Abraham was hanging out by the trees of Mamre in the afternoon and the lord appeared to him. The lord had two dudes with him. The lord is kind of like a mob boss that way.
When Abraham saw the trio he hurried over and bowed low, saying, hey stop a while, let me provide you with food and water and then continue on.
God said, sweet, that sounds nice. God, as I have commented before, seems to be a sucker for food and drink.
So Abraham told Sarah to get cracking on some good bread while he ran out and picked some choice meat from his flock. His servant prepared this calf, and Abraham took it and some curds and milk to the god squad who were waiting. They ate and Abraham stood nearby, in the customary waiterly position of a gentle host.
"'Where is your wife, Sarah?' they asked him."
He told them she was in the tent. Still making their bread I suppose. God replied, oh yeah, I will be back a year from now, and she will bear you a son. Sarah was listening at the door of the tent, and when she heard this, the third or fourth promise that god was going to give her a kid, she laughed to herself. She was past childbearing age, and had waited a long time for it, and now god was mentioning it again, and she thought, great, I don't have ENOUGH problems already with my arthritis!
God asked Abraham--not Sarah--why Sarah had laughed at the prospect of a child. He wondered aloud to Abraham if there wass anything too hard for the lord to be able to do. Then reassured him that she will indeed have a son in a year.
Sarah said, I didn't laugh!
God said, oh yes you did!
As god and his posse were walking away, and Abraham was walking with them to see them off, god wondered aloud whether he should tell Abraham what was going on and why he was here. This sounds like an incredibly patronizing thing to do, but okay. He figures after all that he should give Abraham the low down.
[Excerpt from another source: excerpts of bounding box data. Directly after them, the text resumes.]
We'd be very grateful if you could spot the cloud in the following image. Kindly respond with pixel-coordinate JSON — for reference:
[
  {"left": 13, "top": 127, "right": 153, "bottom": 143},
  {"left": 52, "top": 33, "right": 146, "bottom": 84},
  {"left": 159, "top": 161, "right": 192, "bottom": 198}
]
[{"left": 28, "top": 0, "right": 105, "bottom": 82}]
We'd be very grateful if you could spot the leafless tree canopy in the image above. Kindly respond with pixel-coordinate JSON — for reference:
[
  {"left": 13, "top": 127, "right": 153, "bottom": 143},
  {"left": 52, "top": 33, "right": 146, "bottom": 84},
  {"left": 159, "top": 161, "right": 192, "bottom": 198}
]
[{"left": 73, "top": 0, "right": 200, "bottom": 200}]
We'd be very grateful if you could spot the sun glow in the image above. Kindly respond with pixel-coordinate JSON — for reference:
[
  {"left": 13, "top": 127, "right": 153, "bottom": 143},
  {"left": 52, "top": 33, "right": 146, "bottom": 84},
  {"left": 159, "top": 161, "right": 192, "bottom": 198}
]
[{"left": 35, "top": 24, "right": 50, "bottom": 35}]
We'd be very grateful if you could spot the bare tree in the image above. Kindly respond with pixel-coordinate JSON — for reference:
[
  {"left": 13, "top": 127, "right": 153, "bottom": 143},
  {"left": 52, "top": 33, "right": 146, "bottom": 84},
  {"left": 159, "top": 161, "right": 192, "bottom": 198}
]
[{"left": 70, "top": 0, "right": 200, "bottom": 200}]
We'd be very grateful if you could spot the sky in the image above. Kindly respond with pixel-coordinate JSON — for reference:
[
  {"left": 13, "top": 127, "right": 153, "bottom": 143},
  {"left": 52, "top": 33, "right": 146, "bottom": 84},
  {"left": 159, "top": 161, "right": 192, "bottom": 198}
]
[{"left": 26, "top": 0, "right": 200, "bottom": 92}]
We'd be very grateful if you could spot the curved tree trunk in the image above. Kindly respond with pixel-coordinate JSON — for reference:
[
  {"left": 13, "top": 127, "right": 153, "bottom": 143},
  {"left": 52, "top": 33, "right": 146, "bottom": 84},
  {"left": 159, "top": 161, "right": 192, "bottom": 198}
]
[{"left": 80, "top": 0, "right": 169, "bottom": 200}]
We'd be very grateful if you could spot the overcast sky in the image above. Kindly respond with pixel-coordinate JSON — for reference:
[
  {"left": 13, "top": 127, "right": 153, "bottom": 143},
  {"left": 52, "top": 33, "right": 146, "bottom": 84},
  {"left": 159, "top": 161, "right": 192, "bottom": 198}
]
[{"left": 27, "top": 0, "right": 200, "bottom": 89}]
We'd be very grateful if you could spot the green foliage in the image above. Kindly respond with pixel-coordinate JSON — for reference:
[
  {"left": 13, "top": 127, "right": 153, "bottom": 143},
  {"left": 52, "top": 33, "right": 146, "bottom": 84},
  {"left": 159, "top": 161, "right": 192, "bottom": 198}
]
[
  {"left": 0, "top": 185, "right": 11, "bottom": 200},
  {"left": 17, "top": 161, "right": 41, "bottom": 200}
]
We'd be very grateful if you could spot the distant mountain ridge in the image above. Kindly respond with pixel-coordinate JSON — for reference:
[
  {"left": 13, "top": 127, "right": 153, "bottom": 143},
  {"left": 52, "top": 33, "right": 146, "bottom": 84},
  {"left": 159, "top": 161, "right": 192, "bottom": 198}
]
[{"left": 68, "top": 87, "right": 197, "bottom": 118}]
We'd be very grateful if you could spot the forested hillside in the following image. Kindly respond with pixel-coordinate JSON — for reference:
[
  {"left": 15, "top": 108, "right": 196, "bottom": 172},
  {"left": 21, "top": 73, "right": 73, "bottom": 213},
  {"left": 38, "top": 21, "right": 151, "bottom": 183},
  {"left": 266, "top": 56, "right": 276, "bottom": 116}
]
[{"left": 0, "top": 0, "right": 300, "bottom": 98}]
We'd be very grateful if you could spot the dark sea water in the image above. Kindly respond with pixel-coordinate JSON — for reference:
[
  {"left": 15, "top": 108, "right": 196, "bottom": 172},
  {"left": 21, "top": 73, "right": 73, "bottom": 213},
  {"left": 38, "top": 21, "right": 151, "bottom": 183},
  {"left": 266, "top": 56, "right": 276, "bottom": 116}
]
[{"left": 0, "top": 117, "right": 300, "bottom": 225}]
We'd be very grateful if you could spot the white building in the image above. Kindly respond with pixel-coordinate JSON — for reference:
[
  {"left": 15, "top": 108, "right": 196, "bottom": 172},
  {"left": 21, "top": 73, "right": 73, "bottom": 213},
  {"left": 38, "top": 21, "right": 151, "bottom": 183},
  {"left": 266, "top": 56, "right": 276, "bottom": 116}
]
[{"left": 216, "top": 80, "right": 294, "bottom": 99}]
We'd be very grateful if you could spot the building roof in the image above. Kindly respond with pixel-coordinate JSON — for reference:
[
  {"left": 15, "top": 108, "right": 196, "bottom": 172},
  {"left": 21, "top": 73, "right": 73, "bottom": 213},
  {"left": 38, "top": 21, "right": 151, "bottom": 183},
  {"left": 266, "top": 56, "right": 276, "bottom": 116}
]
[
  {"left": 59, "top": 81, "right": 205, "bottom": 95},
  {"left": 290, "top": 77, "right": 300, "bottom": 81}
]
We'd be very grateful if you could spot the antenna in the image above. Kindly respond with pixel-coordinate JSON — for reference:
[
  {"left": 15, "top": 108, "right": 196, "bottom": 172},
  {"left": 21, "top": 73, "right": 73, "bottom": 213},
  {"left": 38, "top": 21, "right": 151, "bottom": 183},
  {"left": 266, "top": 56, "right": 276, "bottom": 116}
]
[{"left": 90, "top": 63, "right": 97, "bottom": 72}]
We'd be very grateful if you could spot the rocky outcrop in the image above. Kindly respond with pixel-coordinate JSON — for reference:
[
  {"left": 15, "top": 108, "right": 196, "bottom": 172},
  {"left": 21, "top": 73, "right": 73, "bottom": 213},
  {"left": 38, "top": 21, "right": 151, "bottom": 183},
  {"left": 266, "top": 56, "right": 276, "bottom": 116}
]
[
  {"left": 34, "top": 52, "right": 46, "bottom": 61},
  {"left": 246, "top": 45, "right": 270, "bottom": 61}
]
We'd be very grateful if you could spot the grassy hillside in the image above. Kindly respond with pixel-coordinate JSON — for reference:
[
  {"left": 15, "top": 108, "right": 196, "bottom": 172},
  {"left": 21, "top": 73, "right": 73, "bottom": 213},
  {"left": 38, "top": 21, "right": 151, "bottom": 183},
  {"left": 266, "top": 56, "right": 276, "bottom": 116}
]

They are standing on the hill looking down at the city of Sodom and god tells Abraham that there's an outcry against the city, and its sister city Gomorrah, about the sin that was happening there. It was distressing people, I guess. God says he is going to the cities to see what all the fuss is about, and if people were exaggerating the sinfulness.
His henchmen start to leave but Abraham stays with the lord and says, but would you destroy the entire town just for a few wicked idiots? What if there are 50 good people there? Will they be treated the same as the criminals? Surely not!
God replies, all right Abraham, if I find 50 righteous people in Sodom, I will spare the whole place.
Abraham pushes it a bit further. What if there are 5 less than 50?
God says, I will spare the place for 45 good people.
This continues, the haggling, until finally Abraham reaches the number that is apparently god's threshold for righteous outweighing evil: 10. If there are ten righteous people in the city of Sodom when he goes to visit it and view the wickedness for himself, he would not destroy the town.
So god went on his merry way, like an IRS agent of sin come to repossess the town of Sodom, and Abraham went back home thinking he may have saved his nephew Lot's family, who lived in Sodom. Again.